I've setup this task queue implementation on a site I host for a customer, it has a cron job
which runs each morning at 2am "/admin/tasks/queue
", this queues up emails to be sent out, "/admin/tasks/email
", and uses cursors
so as to do the queuing in small chunks. For some reason last night /admin/tasks/queue
kept getting run by this code and so sent out my whole quota of emails :/
. Have I done something wrong with this code?
class QueueUpEmail(webapp.RequestHandler):
def post(self):
subscribers = Subscriber.all()
subscribers.filter("verified =", True)
last_cursor = memcache.get('daily_email_cursor')
if last_cursor:
subscribers.with_cursor(last_cursor)
subs = subscribers.fetch(10)
logging.debug("POST - subs count = %i" % len(subs))
if len(subs) < 10:
logging.debug("POST - Less than 10 subscribers in subs")
# Subscribers left is less than 10, don't reschedule the task
for sub in subs:
task = taskqueue.Task(url='/admin/tasks/email', params={'email': sub.emailaddress, 'day': sub.day_no})
task.add("email")
memcache.delete('daily_email_cursor')
else:
logging.debug("POST - Greater than 10 subscibers left in subs - reschedule")
# Subscribers is 10 or greater, reschedule
for sub in subs:
task = taskqueue.Task(url='/admin/tasks/email', params={'email': sub.emailaddress, 'day': sub.day_no})
task.add("email")
cursor = subscribers.cursor()
memcache.set('daily_email_cursor', cursor)
task = taskqueue.Task(url="/admin/tasks/queue", params={})
task.add("queueup")
I can see a couple of potential problems. First, you store your cursor in memcache, which is not guaranteed to persist anything. If you get a cache miss halfway through your processing, you'll re-send every message again.

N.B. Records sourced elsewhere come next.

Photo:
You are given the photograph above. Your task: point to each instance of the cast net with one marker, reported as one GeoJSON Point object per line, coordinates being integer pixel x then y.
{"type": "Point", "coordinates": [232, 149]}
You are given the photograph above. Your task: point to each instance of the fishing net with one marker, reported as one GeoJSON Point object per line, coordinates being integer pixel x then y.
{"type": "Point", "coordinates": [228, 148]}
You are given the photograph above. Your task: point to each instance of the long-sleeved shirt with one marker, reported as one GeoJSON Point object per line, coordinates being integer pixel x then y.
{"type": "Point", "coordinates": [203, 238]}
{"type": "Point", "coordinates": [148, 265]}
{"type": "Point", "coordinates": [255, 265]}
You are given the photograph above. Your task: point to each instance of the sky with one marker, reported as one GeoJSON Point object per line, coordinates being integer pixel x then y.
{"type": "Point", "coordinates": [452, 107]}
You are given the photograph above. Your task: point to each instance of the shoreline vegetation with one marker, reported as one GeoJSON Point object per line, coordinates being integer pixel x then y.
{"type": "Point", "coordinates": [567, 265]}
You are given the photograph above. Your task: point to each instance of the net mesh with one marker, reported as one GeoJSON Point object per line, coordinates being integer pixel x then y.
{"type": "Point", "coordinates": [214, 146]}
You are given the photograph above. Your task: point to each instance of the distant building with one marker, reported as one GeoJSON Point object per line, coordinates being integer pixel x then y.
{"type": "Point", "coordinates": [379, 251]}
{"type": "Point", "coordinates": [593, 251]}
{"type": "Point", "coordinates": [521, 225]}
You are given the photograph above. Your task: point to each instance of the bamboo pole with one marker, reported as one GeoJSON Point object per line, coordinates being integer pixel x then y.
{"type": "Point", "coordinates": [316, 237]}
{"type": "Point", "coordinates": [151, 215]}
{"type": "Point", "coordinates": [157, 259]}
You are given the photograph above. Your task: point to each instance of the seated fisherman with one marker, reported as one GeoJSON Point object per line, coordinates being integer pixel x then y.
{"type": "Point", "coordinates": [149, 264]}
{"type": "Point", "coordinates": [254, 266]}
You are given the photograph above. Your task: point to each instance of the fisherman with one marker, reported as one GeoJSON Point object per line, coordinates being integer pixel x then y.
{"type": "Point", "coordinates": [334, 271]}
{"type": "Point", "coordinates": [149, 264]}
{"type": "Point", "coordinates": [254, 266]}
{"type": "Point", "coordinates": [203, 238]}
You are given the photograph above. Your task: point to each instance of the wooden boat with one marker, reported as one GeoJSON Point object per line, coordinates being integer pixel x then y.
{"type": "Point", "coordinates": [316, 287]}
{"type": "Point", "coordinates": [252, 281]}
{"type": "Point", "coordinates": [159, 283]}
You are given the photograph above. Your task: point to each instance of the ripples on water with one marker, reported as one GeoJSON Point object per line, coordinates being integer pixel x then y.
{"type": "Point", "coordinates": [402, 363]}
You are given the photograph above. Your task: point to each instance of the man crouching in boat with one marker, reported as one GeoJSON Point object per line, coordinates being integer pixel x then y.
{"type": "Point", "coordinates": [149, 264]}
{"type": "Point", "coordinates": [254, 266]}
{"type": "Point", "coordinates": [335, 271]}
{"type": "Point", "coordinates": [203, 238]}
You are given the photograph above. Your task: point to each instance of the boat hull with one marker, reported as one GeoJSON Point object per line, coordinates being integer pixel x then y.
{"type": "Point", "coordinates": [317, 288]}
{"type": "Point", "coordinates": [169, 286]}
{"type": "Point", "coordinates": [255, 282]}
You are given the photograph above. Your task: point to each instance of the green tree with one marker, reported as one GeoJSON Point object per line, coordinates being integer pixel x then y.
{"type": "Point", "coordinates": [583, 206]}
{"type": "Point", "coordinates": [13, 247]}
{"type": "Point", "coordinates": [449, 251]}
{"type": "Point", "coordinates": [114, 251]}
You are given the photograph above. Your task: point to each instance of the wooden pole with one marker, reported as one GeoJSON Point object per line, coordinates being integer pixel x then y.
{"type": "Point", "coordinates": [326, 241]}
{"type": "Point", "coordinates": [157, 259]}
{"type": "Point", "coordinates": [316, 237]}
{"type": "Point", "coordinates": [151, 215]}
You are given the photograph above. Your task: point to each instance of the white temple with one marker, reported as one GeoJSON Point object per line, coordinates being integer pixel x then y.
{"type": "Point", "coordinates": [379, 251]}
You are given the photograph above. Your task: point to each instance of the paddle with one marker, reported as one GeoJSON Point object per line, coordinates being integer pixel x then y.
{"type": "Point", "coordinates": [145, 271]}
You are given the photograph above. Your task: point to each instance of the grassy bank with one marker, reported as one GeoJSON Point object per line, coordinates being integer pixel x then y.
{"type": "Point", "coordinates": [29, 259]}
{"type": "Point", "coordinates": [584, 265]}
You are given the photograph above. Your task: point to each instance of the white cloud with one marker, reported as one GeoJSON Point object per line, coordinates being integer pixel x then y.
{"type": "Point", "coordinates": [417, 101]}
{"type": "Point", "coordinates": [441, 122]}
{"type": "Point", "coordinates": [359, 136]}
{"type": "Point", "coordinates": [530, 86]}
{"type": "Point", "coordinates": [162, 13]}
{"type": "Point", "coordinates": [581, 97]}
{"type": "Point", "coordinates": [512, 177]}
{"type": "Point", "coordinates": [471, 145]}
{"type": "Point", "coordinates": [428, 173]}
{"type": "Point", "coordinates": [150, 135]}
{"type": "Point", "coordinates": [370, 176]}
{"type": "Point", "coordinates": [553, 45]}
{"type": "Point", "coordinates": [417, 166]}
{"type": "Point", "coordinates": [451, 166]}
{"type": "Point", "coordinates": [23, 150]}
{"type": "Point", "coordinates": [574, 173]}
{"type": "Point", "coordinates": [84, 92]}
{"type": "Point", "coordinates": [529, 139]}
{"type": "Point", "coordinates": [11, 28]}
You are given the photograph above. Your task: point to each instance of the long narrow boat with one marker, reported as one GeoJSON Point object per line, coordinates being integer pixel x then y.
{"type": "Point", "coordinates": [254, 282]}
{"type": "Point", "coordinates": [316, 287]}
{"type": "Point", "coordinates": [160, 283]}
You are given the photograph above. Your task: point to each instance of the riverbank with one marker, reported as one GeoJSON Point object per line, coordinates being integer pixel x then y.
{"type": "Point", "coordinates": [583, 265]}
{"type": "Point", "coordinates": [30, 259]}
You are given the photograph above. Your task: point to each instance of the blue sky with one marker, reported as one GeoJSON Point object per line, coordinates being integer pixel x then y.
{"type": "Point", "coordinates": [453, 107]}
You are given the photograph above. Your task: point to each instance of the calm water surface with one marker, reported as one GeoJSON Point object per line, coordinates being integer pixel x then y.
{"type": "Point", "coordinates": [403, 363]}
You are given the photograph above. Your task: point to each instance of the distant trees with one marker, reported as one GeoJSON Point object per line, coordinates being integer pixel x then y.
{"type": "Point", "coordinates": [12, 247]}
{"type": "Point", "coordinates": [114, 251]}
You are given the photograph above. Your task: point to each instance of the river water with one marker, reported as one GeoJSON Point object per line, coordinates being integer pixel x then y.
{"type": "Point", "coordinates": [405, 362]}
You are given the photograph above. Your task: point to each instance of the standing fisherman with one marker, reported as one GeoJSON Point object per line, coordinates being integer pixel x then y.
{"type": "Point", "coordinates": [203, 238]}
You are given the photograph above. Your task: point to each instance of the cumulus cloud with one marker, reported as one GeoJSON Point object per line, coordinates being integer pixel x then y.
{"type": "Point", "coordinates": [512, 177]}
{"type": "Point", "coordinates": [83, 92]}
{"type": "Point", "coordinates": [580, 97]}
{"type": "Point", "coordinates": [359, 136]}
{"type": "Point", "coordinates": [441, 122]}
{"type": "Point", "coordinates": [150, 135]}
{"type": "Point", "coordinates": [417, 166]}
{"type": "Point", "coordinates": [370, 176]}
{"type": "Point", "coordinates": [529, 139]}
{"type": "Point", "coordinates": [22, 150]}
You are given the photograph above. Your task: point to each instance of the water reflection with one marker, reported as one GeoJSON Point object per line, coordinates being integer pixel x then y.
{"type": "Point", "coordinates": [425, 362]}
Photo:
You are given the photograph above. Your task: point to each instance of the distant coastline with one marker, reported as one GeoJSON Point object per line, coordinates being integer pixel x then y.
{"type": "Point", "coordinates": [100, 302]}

Secondly, tasks will get re-tried if they fail for any reason; they're supposed to be designed to be idempotent for this reason. In the case of sending emails, of course, this is nearly impossible, since once a message is sent it can't be rolled back if your task dies for some other reason after sending it. At a minimum, I'd recommend trying to update a "last emailed date" field on each Subscriber entity after sending them the message. This in itself isn't foolproof, of course, since the email send could succeed and the update of the entity could fail after that. It would also add overhead to the whole process, since you'd be doing a write for each subscriber.